Voilà les incohérences que le président Macky Sall et son gouvernement devront éviter, s’ils ne veulent pas nous donner l’impression de prolonger les tares de leurs prédécesseurs. L’ANPECTP est, avec les bassins de rétention, l’une des plus vastes escroqueries de la gouvernance de l’ancien vieux président. Ce dernier se proposait, en 2000, de construire 44000 cases des tout petits dans les villes comme dans les villages les plus reculés. Selon son dernier décompte, il en était à 220, dont quelques-unes, dotées de salles de jeux et d’ordinateurs, servaient à abuser ses hôtes étrangers. C’est à la tête de l’Agence qui « gère » ces 220 maigres cases des tout petits que le Conseil des Ministres du 26 avril a nommé une directrice générale, que la presse présente comme « la coordonnatrice des élèves et étudiants de l’Alliance pour la République », « l’inconditionnelle » de Macky Sall. Elle en serait donc à sa première fonction. De quelle expérience se prévaut-elle pour être bombardée – c’est le mot utilisé par un quotidien – à cette fonction ? En quoi la toute jeune promue pourra-t-elle faire avancer le système éducatif ? Combien va-t-elle coûter au contribuable sénégalais, avec ses collaborateurs et les locaux qui abritent la fameuse agence ?
Ces questions méritent d’être posées, sur cette agence comme sur de nombreuses autres qui n’ont été créées que pour trouver des sinécures à une clientèle politique.
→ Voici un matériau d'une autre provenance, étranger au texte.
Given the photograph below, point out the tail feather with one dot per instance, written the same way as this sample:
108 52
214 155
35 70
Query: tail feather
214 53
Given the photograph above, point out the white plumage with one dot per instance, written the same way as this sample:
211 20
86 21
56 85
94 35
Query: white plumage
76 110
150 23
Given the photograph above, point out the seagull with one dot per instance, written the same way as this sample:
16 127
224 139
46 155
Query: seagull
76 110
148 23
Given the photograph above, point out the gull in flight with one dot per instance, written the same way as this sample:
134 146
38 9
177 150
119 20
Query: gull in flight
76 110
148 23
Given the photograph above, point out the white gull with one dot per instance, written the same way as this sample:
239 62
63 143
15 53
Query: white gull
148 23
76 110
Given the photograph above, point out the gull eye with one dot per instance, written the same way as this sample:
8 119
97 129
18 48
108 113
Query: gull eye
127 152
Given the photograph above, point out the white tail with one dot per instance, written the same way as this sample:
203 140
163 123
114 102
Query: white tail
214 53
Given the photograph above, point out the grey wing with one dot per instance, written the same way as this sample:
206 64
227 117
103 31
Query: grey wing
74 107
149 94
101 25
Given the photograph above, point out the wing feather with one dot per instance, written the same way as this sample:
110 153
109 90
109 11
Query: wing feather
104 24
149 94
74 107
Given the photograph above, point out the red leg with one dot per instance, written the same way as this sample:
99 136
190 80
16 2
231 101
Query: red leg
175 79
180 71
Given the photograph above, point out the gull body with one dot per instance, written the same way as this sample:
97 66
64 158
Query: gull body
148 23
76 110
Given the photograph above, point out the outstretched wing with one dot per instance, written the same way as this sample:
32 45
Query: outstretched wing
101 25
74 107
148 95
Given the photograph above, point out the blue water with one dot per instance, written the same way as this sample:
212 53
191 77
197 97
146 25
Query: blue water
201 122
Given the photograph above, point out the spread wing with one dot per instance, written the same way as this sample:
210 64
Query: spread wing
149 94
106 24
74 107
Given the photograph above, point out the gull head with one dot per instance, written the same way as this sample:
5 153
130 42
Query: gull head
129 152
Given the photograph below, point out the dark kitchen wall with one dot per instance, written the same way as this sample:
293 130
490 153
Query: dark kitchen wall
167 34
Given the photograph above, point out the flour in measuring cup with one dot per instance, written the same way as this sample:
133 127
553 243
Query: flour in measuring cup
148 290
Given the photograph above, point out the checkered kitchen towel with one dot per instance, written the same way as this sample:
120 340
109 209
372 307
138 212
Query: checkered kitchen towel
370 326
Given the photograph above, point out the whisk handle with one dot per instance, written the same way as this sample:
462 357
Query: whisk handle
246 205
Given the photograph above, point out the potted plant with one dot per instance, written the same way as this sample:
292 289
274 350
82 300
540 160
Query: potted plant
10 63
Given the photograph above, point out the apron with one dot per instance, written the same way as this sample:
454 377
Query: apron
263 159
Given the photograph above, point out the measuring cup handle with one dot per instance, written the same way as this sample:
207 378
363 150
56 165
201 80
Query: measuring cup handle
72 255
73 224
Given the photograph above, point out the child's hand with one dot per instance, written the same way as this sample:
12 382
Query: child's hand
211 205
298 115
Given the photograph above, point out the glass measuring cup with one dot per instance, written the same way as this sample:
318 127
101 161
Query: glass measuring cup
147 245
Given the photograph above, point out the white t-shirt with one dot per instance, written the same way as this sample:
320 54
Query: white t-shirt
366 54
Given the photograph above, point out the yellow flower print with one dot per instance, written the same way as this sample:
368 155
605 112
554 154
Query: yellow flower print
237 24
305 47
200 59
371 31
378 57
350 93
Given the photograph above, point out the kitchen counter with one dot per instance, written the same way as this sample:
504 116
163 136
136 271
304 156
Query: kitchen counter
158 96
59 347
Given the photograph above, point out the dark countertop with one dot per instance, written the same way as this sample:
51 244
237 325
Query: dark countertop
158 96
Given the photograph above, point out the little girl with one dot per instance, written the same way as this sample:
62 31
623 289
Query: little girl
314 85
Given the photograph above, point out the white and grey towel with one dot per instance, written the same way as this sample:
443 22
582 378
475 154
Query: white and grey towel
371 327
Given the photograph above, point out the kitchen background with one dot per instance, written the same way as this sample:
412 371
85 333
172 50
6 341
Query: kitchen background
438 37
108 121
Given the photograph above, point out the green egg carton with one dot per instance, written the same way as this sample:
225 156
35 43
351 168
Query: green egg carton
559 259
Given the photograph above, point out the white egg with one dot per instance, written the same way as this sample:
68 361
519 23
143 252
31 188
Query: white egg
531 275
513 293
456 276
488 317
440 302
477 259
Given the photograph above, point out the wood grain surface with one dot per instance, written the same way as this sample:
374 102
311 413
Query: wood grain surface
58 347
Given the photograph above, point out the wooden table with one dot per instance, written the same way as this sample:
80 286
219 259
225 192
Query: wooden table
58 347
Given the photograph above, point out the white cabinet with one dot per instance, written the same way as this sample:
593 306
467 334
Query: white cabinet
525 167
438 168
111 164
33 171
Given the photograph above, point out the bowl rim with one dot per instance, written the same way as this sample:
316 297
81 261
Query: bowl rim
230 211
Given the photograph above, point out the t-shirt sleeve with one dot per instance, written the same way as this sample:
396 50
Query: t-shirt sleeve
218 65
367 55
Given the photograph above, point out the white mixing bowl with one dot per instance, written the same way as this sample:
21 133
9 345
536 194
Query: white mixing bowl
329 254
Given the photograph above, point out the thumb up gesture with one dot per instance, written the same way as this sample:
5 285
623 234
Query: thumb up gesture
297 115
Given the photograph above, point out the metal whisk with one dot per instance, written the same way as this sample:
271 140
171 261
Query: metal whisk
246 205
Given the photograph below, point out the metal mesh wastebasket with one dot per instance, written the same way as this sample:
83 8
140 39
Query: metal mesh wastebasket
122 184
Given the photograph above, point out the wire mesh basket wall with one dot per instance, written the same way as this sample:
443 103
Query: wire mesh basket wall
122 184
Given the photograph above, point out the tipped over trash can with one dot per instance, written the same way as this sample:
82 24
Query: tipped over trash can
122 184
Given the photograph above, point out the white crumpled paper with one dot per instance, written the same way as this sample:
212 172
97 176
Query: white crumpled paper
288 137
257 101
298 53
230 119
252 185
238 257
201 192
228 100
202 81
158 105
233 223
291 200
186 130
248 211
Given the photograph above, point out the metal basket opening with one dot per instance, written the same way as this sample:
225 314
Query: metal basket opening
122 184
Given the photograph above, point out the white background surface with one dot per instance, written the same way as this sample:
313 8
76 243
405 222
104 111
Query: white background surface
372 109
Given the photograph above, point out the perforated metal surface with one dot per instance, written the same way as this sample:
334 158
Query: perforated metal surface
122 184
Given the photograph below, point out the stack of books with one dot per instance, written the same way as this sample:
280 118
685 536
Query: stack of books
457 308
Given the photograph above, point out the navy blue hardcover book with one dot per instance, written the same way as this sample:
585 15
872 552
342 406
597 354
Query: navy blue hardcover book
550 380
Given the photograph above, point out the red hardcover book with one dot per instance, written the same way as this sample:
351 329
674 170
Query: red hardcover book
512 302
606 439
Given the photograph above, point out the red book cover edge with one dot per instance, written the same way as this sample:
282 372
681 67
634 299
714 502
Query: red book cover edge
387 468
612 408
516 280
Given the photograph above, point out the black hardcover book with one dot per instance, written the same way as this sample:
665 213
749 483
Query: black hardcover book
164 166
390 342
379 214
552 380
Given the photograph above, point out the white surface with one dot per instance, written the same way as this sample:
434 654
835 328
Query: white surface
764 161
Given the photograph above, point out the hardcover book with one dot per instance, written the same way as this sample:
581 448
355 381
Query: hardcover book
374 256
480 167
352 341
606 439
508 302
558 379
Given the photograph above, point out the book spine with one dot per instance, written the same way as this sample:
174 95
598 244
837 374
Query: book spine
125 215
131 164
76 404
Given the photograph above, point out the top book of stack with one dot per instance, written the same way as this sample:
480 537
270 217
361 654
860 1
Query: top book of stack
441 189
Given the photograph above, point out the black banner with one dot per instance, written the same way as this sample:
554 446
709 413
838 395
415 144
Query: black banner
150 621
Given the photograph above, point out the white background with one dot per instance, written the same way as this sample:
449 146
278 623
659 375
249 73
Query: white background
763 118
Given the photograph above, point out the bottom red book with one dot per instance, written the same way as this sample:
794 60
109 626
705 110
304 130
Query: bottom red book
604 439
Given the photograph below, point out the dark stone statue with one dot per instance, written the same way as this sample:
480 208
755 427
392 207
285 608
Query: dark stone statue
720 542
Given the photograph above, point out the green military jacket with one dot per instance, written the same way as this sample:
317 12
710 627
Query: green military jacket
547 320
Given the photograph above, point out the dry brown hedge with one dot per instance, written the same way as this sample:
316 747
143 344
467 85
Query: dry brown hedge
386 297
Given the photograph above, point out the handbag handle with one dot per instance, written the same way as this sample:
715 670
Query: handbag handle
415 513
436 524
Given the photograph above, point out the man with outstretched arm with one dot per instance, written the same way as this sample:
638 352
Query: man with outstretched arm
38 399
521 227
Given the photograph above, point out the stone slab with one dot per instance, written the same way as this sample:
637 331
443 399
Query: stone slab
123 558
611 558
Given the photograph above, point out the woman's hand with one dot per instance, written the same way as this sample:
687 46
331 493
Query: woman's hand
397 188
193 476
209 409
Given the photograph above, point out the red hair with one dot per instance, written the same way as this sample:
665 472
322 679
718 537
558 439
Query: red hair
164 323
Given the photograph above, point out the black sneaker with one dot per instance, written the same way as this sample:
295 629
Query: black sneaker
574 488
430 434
On en compterait plus de 50 aujourd’hui, dont certaines frisent carrément le ridicule. C’est notamment le cas de l’Agence nationale des nouveaux chemins de fer – quels nouveaux chemins de fer ? – et de l’Agence nationale de la Maison de l’Outil. « Mais, c’est quoi au juste la Maison de l’Outil, Maître ? », s’était demandé avec raison, « Le Populaire » du vendredi 9 juillet 2010. Le plus insoutenable encore, c’est que, à la tête de ces agences budgétivores qui n’apportent aucune plus value au développement du pays, le vieux président nommait, non pas des directeurs, mais des directeurs généraux. Un directeur général est normalement assisté d’un ou de plusieurs directeurs. Ces agences bénéficiaient, en plus, de l’autonomie dans la gestion de leur budget. Parents, amis, militantes et militants libéraux, recommandés de chefs religieux, etc, y percevaient des salaires sans commune mesure avec leur maigre profil. Dans toutes ces structures, c’était donc la bamboula et leurs actes de mauvaise gestion étaient étalés au quotidien dans la presse écrite et orale. Pour permettre au lecteur de se faire une idée sur les nominations à la tête de ces agences, je lui propose ces quelques mesures individuelles prises lors du Conseil des Ministres du jeudi 4 novembre 2010 :
• Monsieur A. S., Enseignant-chercheur, est nommé Directeur général de l’Agence nationale des Écovillages au Ministère des Écovillages, des Bassins de rétention, des Lacs artificiels et de la Pisciculture, en remplacement de Monsieur A. L. ;
• Monsieur M. D., Enseignant-chercheur, est nommé Directeur général de l’Agence nationale de l’Aquaculture au Ministère des Écovillages, des Bassins de rétention, des Lacs artificiels et de la Pisciculture en remplacement de Monsieur A. W. ;
• Monsieur Y. L., Ingénieur des Eaux et Forêts, est nommé Directeur général des Bassins de rétention et des Lacs artificiels au Ministère des Écovillages, des Bassins de rétention, des Lacs artificiels et de la Pisciculture en remplacement de Monsieur M. T.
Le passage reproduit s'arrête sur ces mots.